Rant: So you want help?
info at g-com.eu
Fri Nov 5 16:01:32 CET 2010
Am Freitag 05 November 2010, 15:13:38 schrieb Cristian Oneţ:
> On Fri, Nov 5, 2010 at 3:44 PM, Gilles Caulier <caulier.gilles at gmail.com>
> > 2010/11/5 Thomas Friedrichsmeier <thomas.friedrichsmeier at ruhr-uni-
> >> Hi,
> >> On Thursday 04 November 2010, Patrick Spendrin wrote:
> >>> KDE on Windows building/packaging works this way:
> >> ok, let's focus on creating a 4.5.x release. So far, it seems to me the
> >> greatest obstacles are:
> >> 1) Only few people really know what precisely needs to be done to create
> >> a release. Your sketch certainly helps understanding some of the major
> >> steps. But still, I for one simply wouldn't know where to start. So I'm
> >> hoping for very specifc instructions. Naturally, there will be problems
> >> of all sorts on the way, and you can hardly anticipate and document all
> >> of that. But in an ideal world, what would be the sequence of commands
> >> needed to create a release?
> >> 2) Creating a release is a daunting task, and it's hard to split up into
> >> more managable portions. Let's break this one up some more, into mostly
> >> independent problems:
> >> 2a) Packaging dependencies: Alright, I can see the pain involved. But
> >> are missing dependencies really still an issue for a 4.5.x release? If
> >> so, do you have a list (complete or not) of which ones in particular? I
> >> guess it should be possible to split up at least this point among
> >> several people, easily.
> > From digiKam viewpoint, the next 2.0.0 release will require OpenCV
> > library for face detection stuff.
> > On my Win7, it compile fine with TDM-GCC and MSVC2008. It's a libary
> > managed by Cmake. So it's easy to include as windows installer package
> >> 2b) I keep stumbling across the "multitude of compilers" issue.
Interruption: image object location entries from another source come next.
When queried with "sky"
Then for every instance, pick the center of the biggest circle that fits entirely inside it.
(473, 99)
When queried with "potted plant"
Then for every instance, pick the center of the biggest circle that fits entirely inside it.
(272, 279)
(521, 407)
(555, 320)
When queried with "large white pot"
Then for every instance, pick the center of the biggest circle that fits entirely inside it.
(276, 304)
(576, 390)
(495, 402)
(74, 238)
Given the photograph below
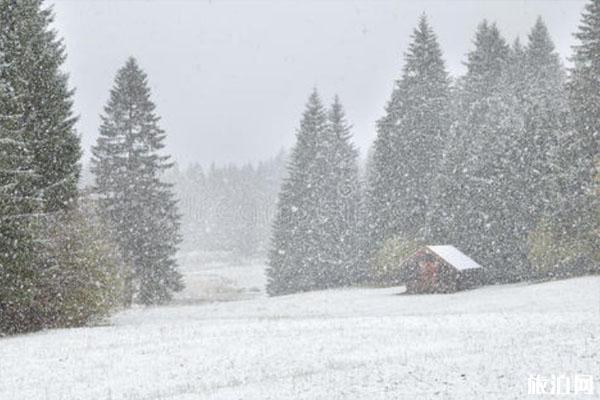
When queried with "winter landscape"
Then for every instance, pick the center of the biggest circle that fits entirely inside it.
(299, 200)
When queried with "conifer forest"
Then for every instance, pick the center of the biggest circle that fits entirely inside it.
(331, 200)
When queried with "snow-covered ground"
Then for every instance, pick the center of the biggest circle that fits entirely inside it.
(343, 344)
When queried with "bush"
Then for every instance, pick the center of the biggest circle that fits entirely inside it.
(84, 277)
(64, 273)
(556, 252)
(386, 267)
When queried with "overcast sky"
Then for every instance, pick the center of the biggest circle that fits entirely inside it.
(230, 78)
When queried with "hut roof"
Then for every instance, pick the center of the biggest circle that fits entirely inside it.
(454, 257)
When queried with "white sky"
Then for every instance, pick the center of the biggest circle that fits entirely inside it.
(230, 78)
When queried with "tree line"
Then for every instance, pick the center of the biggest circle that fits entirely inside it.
(501, 162)
(69, 256)
(227, 211)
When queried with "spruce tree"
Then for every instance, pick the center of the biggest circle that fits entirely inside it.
(479, 191)
(33, 57)
(19, 203)
(293, 264)
(580, 148)
(545, 107)
(339, 206)
(409, 145)
(128, 165)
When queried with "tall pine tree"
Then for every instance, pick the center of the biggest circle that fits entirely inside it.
(128, 165)
(295, 264)
(19, 203)
(339, 206)
(409, 144)
(33, 57)
(582, 146)
(480, 197)
(545, 108)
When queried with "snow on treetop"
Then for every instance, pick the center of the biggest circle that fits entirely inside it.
(454, 257)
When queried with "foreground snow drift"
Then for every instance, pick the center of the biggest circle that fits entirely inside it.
(346, 344)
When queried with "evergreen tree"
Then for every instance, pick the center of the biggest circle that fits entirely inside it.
(580, 147)
(33, 57)
(293, 264)
(545, 108)
(19, 203)
(128, 167)
(481, 198)
(339, 206)
(409, 144)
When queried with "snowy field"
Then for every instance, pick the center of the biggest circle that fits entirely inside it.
(345, 344)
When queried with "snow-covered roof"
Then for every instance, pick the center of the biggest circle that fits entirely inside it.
(454, 257)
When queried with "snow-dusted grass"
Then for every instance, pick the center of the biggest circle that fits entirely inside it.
(343, 344)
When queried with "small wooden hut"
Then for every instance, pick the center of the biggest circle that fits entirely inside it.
(441, 269)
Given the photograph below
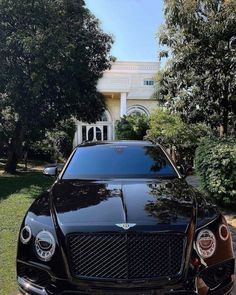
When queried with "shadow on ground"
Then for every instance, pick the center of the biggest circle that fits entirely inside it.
(23, 182)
If
> >> ressources are this limited, then trying to package for several
> >> compilers at once looks totally counter-productive to me at this point
> >> of time. I've stated before that I'm all for dropping everything except
> >> MinGW4-32bit from the installer, but I guess this idea won't be
> >> accepted (I'd still appreciate any direct feedback, though).
> > From a developer viewpoint, to have at least Mingw4-32 + MSVC is very
> > instructive. Some warnings/errors can be see with GCC, some others
> > with M$ compiler. both are complementary.
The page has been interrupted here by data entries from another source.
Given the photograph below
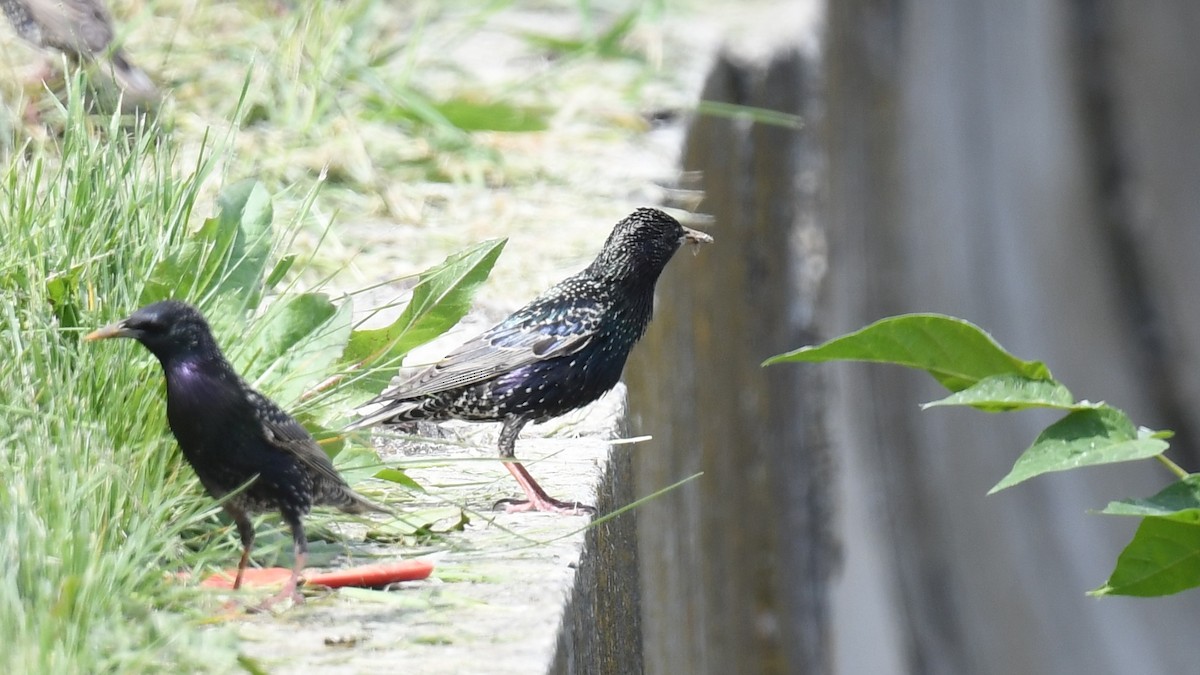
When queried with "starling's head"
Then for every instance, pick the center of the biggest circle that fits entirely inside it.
(169, 329)
(642, 244)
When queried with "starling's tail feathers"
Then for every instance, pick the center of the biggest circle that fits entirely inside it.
(349, 501)
(389, 412)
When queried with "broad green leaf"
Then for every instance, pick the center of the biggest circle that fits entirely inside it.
(441, 298)
(1084, 437)
(955, 352)
(280, 269)
(246, 213)
(1005, 393)
(400, 478)
(357, 464)
(226, 256)
(1179, 501)
(297, 342)
(1162, 559)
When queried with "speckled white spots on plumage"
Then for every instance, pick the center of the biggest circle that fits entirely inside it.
(569, 345)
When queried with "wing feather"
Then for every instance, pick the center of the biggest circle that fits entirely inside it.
(528, 336)
(282, 431)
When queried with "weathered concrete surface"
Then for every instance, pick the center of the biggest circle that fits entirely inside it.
(736, 568)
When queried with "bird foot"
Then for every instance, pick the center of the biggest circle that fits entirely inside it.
(549, 505)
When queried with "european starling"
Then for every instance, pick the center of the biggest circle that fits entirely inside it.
(232, 435)
(82, 29)
(561, 352)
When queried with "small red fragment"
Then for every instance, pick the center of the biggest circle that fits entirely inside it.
(366, 575)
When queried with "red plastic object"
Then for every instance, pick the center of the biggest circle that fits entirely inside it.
(366, 575)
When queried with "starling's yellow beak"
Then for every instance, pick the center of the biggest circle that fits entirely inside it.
(111, 330)
(695, 238)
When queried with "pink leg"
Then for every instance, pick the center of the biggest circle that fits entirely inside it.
(537, 499)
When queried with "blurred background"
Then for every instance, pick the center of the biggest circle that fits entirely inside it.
(1032, 167)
> > I never run digiKam & co using MSVC bin, for a simple reason : it
> > crash at start up due a binary uncompatibility between KDE4 packages
> > compiled with MSVC 2006 and digiKam compiled with MSVC2008
> > I always use GCC. All compile and run fine.
> > From an user viewpoint it's a very confuse situation. Why 2 compiler
> > packages version exist... Only one is enough.
> So the compiler choice could be hidden from the normal user but it
> should stay the way it is now from a developer's POV. Having different
> compilers go trough the code is really good thing.
> Cristian Onet
> Kde-windows mailing list
> Kde-windows at kde.org
IMHO the goal has to be one compiler. I know that the linux world is not ideal
but there is one compiler. Why split in ming and several flavours of MSVC like
Gilles wrote. More compilers == more possible errors. And i'm talking not
about a x86_64 release. Its only 32bit. That sounds a little bit nuts to me.
When i look at the compiling list i see different errors per compiler. This
means to me, that they hav to be fixed by different people in different places.
In an ideal world the project has enough ressources to handle this without
problem. This world we live in isn't ideal. Let's focus on one compiler and
build an automation structure. Maybe when the automation work and the
processes are proven a second ore third compler make sense.